Building analytics or testing dbt pipelines often requires realistic data, but using real data raises privacy concerns, and creating mock data manually is time-consuming. `model2data` automates this by generating synthetic datasets from your data model definitions, ensuring privacy-safe, deterministic, and relationship-preserving data for development and testing.

---

## How it works (high level)

1. **Parse DBML**: Reads your database schema from a DBML file, extracting tables, columns, types, and relationships.
2. **Generate Data**: Uses Faker and custom logic to create realistic synthetic data, respecting foreign keys and constraints.
3. **Scaffold dbt Project**: Creates a dbt project with seeds (CSV files), staging models, profiles, and tests, ready to run with DuckDB.

---

## Installation

```bash
pip install model2data
```

---

## Quick start

We provide an example Hacker News dataset in `examples/hackernews.dbml`.

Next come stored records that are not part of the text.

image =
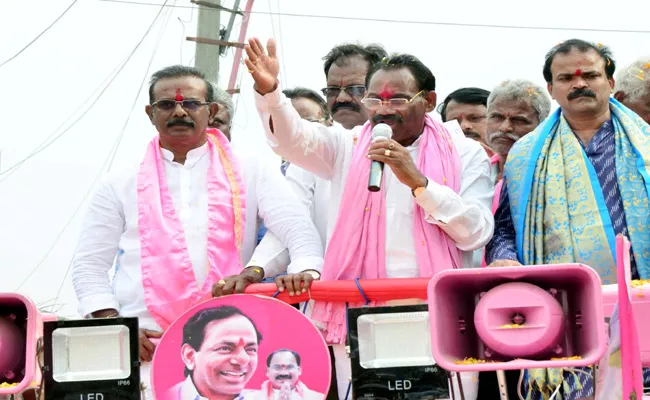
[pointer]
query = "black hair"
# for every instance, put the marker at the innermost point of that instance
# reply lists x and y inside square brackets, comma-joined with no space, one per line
[469,95]
[194,328]
[583,46]
[422,74]
[304,93]
[270,357]
[178,71]
[373,53]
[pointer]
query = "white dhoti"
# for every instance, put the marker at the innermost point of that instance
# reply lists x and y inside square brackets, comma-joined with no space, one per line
[145,379]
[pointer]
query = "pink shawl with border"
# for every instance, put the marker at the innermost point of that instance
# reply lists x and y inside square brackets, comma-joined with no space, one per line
[170,285]
[358,244]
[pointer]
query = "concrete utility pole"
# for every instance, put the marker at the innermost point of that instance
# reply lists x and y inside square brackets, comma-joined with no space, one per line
[209,27]
[212,41]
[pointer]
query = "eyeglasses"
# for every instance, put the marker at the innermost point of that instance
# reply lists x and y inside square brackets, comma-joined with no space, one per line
[397,103]
[285,367]
[352,91]
[189,105]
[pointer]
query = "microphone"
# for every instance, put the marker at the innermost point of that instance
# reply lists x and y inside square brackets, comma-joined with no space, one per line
[379,132]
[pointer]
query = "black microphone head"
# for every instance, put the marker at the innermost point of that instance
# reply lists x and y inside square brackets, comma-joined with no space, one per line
[382,131]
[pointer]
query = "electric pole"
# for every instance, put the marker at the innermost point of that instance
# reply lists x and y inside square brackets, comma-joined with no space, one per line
[212,41]
[206,58]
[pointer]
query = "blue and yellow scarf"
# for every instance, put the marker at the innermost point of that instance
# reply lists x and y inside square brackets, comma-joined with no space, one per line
[557,205]
[559,211]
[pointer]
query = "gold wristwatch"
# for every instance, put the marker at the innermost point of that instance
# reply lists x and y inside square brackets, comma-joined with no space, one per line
[315,274]
[416,192]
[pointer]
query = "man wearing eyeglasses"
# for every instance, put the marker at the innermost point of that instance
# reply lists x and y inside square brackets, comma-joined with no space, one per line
[346,67]
[283,371]
[184,218]
[433,209]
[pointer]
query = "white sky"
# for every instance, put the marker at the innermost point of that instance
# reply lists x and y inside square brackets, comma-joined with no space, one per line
[43,87]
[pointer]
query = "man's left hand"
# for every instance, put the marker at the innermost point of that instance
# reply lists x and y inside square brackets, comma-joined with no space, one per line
[237,283]
[296,283]
[399,160]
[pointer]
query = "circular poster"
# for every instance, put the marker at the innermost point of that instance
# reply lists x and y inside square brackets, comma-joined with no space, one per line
[241,347]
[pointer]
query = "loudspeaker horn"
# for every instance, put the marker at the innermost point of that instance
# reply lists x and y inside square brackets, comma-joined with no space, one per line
[21,328]
[546,316]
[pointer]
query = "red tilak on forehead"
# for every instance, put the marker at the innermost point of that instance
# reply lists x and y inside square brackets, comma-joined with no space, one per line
[386,92]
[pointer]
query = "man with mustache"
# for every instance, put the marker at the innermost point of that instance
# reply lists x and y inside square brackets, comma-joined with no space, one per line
[222,120]
[633,87]
[574,183]
[184,218]
[468,106]
[312,191]
[283,370]
[220,352]
[433,208]
[345,68]
[514,109]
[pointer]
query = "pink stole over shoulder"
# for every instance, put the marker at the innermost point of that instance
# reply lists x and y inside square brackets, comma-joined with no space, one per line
[497,197]
[358,244]
[170,286]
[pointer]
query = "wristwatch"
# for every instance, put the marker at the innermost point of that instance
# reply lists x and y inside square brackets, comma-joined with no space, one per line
[416,192]
[255,268]
[315,274]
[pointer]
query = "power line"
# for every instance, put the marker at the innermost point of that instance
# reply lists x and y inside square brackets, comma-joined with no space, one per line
[45,144]
[108,161]
[336,17]
[111,157]
[40,34]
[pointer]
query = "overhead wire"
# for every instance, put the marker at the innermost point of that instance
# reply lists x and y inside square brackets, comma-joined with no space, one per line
[282,71]
[282,48]
[40,34]
[45,144]
[112,155]
[108,160]
[413,22]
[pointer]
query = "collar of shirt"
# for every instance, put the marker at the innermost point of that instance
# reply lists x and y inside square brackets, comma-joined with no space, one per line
[189,392]
[192,158]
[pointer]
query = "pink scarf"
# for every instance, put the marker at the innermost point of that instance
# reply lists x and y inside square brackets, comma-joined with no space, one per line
[170,286]
[358,244]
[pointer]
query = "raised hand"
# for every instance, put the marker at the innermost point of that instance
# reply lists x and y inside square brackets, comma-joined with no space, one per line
[264,68]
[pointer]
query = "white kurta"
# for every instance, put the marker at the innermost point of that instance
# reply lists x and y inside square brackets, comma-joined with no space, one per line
[466,217]
[110,228]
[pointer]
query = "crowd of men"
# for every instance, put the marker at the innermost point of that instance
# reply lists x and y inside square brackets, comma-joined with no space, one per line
[524,185]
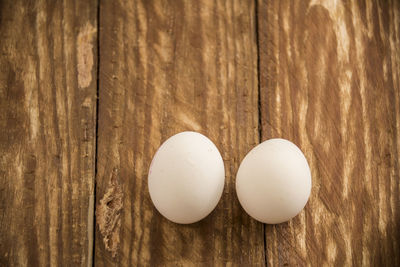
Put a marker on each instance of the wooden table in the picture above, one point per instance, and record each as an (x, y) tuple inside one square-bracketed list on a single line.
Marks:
[(90, 89)]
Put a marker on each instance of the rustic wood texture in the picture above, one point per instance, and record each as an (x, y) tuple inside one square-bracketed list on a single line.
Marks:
[(47, 138), (167, 67), (329, 77)]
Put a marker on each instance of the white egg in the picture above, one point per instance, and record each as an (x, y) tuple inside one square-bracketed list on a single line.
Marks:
[(186, 177), (273, 182)]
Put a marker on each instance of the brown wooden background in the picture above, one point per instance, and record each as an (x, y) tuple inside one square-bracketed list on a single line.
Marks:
[(90, 89)]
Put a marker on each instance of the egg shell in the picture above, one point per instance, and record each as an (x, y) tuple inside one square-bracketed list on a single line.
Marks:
[(186, 177), (273, 182)]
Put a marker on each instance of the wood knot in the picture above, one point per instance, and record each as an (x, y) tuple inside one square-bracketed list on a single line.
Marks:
[(108, 213)]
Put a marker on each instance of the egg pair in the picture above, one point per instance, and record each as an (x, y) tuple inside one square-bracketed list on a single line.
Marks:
[(186, 179)]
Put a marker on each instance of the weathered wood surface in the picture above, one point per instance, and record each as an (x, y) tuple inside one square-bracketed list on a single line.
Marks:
[(330, 73), (324, 74), (47, 132), (166, 67)]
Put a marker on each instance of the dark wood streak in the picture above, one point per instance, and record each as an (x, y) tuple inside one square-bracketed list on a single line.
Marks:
[(168, 67), (47, 123), (330, 83)]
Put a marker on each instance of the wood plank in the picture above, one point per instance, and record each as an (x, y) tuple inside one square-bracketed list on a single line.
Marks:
[(168, 67), (47, 137), (329, 74)]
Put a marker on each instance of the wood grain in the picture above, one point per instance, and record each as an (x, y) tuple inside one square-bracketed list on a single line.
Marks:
[(329, 77), (167, 67), (47, 137)]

Generate a project with synthetic data:

```bash
model2data generate --file examples/hackernews.dbml --rows 200 --seed 42
```

This creates a `dbt_hackernews/` folder with your data and dbt setup.

Run dbt to load and transform the data:

```bash
cd dbt_hackernews
dbt deps
dbt seed
dbt run
```

Your analytics-ready dataset is now in DuckDB!

---

## Generated dbt project structure

The generated dbt project includes:

```
dbt_{project_name}/
├── seeds/
│   └── {project_name}/
│       ├── table1.csv
│       └── table2.csv
├── models/
│   └── {project_name}/
│       └── staging/
│           ├── __sources.yml
│           ├── stg_table1.sql
│           ├── stg_table1.yml
│           └── ...
├── macros/
│   └── generate_schema_name.sql
├── dbt_project.yml
├── profiles.yml  # DuckDB config
└── {project_name}.duckdb
```

- **Seeds**: CSV files with generated synthetic data.
- **Staging Models**: Basic dbt models that load from seeds.
- **Sources & Tests**: YAML configs defining sources and basic tests (not_null, unique).
- **Profiles**: Pre-configured for DuckDB with schema handling.

---

## Design decisions / non-goals

- **DuckDB Default**: Chosen for its zero-config, file-based nature, making it easy to get started without database setup. Other adapters can be configured manually.
- **dbt Integration**: Leverages dbt's transformation capabilities for a familiar workflow in analytics engineering.
- **Synthetic Data**: Uses deterministic generation for reproducibility; not intended for production use or as a replacement for real data.
- **Non-goals**: This is not a data migration tool, ETL pipeline, or real-time data generator. It focuses on static, synthetic datasets for testing and prototyping.

---

## Limitations

- Supports basic DBML features; complex constraints or advanced SQL types may not be fully handled.
- Synthetic data generation is heuristic-based and may not perfectly mimic real-world distributions or edge cases.
- Currently optimized for DuckDB; other databases require manual profile adjustments.
- No support for incremental models or advanced dbt features in generated projects.

---

## Roadmap

- Support for additional database adapters (e.g., Snowflake, BigQuery).
- Enhanced data type handling and custom generators.
- Integration with more dbt features like incremental models.
- Web-based DBML editor and data preview.

---

## Contributing

We welcome contributions!

- Open issues for bugs or feature requests.
- Submit PRs to add new DBML examples, custom data generators, or improvements.
- Ensure all new features include tests if possible.

See [CONTRIBUTING.md](CONTRIBUTING.md) for detailed guidelines.

## Code of Conduct

Please read our [Code of Conduct](CODE_OF_CONDUCT.md) to understand our community standards.

---

## License

MIT License. See LICENSE for details.